#3

107 11 3
                                    

Stałam tam i patrzałam nieprzytomnym wzrokiem, na chłopaka który kazał mi zdecydować. Wiem że nie powinnam się wciągać e takie głupoty, przecież jeden głupi ruch czy zachowanie a mogę zginąć. To nie moja bajka, ale z drugiej strony Naruto który patrzy wyczekującą? Chyba tak ma lekki błysk w oku, który mówi zostań a ja cię nie zostawię...

-Myślę....-zrobiłam, krótką przerwę aby jeszcze raz to przemyśleć

-No powiedz w końcu, co ty sobie wyobrażasz tak albo nie, chyba znasz te słowa.

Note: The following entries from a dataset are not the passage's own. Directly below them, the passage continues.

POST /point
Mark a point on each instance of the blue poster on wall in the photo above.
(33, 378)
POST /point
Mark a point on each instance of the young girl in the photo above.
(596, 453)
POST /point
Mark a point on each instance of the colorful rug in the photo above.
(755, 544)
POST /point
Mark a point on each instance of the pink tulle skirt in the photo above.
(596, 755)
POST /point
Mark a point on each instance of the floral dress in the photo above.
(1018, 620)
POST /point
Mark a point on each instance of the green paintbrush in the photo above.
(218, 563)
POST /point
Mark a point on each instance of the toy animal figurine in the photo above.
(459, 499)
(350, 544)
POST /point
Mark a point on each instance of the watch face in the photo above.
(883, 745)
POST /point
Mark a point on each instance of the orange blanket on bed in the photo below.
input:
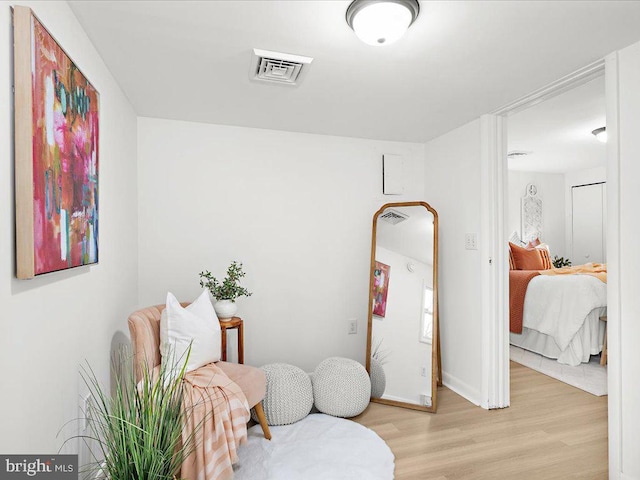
(598, 270)
(518, 282)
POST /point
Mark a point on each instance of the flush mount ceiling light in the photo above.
(381, 22)
(601, 134)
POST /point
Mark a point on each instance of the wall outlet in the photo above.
(471, 241)
(353, 326)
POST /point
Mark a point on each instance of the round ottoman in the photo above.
(289, 396)
(341, 387)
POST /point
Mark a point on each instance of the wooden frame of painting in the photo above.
(56, 154)
(380, 288)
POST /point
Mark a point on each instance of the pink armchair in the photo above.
(144, 326)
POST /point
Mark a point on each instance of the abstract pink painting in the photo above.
(65, 158)
(380, 288)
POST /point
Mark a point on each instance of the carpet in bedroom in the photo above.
(318, 447)
(590, 377)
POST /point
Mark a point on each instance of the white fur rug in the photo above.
(590, 377)
(318, 447)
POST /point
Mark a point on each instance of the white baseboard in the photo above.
(461, 388)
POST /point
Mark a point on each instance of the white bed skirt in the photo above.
(588, 341)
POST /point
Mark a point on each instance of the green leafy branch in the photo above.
(229, 288)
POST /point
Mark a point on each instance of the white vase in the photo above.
(225, 308)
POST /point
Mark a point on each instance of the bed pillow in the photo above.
(528, 259)
(196, 325)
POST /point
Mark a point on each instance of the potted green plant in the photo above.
(227, 291)
(137, 432)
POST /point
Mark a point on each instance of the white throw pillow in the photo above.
(196, 325)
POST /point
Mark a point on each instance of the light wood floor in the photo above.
(550, 431)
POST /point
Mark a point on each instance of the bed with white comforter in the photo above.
(561, 317)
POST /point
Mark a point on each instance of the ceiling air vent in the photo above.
(393, 217)
(276, 67)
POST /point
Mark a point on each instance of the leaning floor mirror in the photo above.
(403, 351)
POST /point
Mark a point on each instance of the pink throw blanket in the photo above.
(217, 411)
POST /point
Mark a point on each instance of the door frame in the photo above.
(494, 255)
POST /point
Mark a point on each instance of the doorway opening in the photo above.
(556, 223)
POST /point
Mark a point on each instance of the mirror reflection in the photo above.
(402, 343)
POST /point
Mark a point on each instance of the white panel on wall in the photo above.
(392, 174)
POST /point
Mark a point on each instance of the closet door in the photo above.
(589, 220)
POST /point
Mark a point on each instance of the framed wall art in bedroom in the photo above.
(56, 154)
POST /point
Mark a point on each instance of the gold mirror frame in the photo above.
(436, 368)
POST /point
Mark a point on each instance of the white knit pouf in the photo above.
(341, 387)
(289, 396)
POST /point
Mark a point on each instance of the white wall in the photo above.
(296, 209)
(572, 179)
(551, 192)
(399, 330)
(452, 187)
(625, 401)
(52, 324)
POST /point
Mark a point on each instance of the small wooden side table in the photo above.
(603, 355)
(230, 324)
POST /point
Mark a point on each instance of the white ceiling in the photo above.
(558, 132)
(189, 60)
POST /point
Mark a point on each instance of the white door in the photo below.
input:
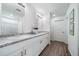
(59, 29)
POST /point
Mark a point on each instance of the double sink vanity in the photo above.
(24, 45)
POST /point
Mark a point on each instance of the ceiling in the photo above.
(59, 9)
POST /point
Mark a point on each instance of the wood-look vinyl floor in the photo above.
(56, 49)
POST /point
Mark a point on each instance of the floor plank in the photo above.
(56, 49)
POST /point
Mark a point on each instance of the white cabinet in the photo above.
(31, 47)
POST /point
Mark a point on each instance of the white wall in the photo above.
(52, 28)
(0, 15)
(73, 40)
(44, 23)
(29, 20)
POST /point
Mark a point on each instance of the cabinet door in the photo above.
(34, 46)
(44, 41)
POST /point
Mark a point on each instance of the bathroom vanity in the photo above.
(24, 45)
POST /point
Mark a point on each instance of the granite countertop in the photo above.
(5, 41)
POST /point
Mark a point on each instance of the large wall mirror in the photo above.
(9, 18)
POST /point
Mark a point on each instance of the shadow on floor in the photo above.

Aczkolwiek wolałbym abyś powiedziała nie- powiedział to jak już wiem Sasuke, ten jego uśmieszek na końcu nie wskazywał nic dobrego

-Dobrze, zostaje- chciałam powiedzieć to niepewnie, ale wyszło jak zawsze, powiedziałam to dość ściszonym tonem. Większość tu osób zgromadzonych, wydała z siebie stłumiony okrzyk radości.

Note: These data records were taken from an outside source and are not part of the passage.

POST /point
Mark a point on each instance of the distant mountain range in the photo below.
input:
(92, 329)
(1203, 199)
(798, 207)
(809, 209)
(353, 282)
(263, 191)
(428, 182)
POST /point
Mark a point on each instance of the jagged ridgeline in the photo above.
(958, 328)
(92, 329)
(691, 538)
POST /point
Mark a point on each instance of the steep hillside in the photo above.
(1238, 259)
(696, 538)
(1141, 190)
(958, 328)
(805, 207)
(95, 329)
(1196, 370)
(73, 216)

-Witamy, to może ja Ci wszystkich przedstawię! Na fotelu siedzi jak już pewnie wiesz, nasz kochany Sasuke, na kanapie od lewej Sasori, Kiba, Lee i twój ulubieniec jak narazie Naruto.
Oparty o blat tego stołu jest Itachi, jest on odpowiedzialny za nas i resztę chłopaków, których jeszcze poznasz. Można powiedzieć że jest doradcą naszego szefa. A ja jestem Deidara, mam nadzieję że się lepiej poznamy.- przyswoiłam sobie informacje dość szybko.

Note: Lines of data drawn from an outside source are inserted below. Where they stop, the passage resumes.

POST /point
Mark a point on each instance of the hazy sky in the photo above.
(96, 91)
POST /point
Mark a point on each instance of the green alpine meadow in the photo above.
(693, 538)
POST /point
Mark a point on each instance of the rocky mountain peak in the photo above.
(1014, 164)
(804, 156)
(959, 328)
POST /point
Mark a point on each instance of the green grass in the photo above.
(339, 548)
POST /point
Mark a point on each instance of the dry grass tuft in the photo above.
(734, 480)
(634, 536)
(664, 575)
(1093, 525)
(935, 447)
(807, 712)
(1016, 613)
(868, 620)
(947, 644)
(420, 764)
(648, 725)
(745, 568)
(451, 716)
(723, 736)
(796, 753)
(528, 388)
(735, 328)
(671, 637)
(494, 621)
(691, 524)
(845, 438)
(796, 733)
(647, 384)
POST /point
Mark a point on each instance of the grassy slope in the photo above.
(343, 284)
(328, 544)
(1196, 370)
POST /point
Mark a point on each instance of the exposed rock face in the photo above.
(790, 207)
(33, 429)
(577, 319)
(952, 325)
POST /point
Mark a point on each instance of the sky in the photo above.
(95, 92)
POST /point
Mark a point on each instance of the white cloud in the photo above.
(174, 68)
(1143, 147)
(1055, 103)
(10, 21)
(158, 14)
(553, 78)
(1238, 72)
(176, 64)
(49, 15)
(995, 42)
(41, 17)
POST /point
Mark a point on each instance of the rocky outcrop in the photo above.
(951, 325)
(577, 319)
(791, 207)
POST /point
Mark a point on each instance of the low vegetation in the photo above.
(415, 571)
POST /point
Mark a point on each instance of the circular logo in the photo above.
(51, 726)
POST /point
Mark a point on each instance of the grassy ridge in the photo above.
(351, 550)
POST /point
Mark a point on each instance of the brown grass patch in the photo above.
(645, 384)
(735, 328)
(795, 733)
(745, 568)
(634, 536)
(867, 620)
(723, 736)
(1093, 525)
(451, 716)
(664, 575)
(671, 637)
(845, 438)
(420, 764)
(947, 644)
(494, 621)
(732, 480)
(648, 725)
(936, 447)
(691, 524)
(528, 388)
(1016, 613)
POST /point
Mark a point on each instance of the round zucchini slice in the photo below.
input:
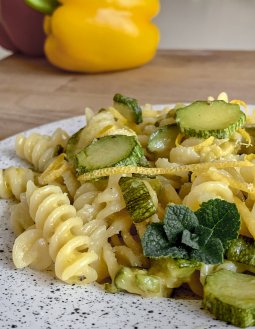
(203, 119)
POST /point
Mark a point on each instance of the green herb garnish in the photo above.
(202, 236)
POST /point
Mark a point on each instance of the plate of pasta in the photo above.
(131, 217)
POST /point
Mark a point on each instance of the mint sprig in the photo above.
(202, 236)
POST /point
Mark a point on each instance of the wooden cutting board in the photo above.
(32, 92)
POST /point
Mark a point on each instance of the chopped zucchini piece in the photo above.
(109, 151)
(204, 119)
(128, 107)
(137, 281)
(140, 198)
(230, 296)
(242, 250)
(173, 272)
(162, 140)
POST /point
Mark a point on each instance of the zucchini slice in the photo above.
(242, 250)
(162, 140)
(140, 198)
(109, 151)
(138, 281)
(230, 296)
(128, 107)
(72, 146)
(204, 119)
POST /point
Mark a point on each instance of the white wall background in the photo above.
(205, 24)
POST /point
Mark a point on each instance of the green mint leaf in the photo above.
(204, 234)
(155, 243)
(211, 253)
(222, 217)
(177, 219)
(201, 236)
(190, 239)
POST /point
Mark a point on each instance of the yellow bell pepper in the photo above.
(101, 35)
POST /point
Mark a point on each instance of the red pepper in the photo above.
(21, 28)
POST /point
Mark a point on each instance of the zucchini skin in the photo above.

-Rozumiem, ale co ja mam tu robić.- słowa skierowałam do chłopaka, który tak jakby dał mi decyzje do podjęcia. Ten tylko wzruszył ramionami, odwrócił głowę w stronę okna i zaczął wpatrywać się w krajobraz za oknem.
Dlaczego w jednej chwili był on dość wygadany, a teraz zabrakło mu słów? Stał tam obojętny jakby nie obchodziło go to co teraz zrobię.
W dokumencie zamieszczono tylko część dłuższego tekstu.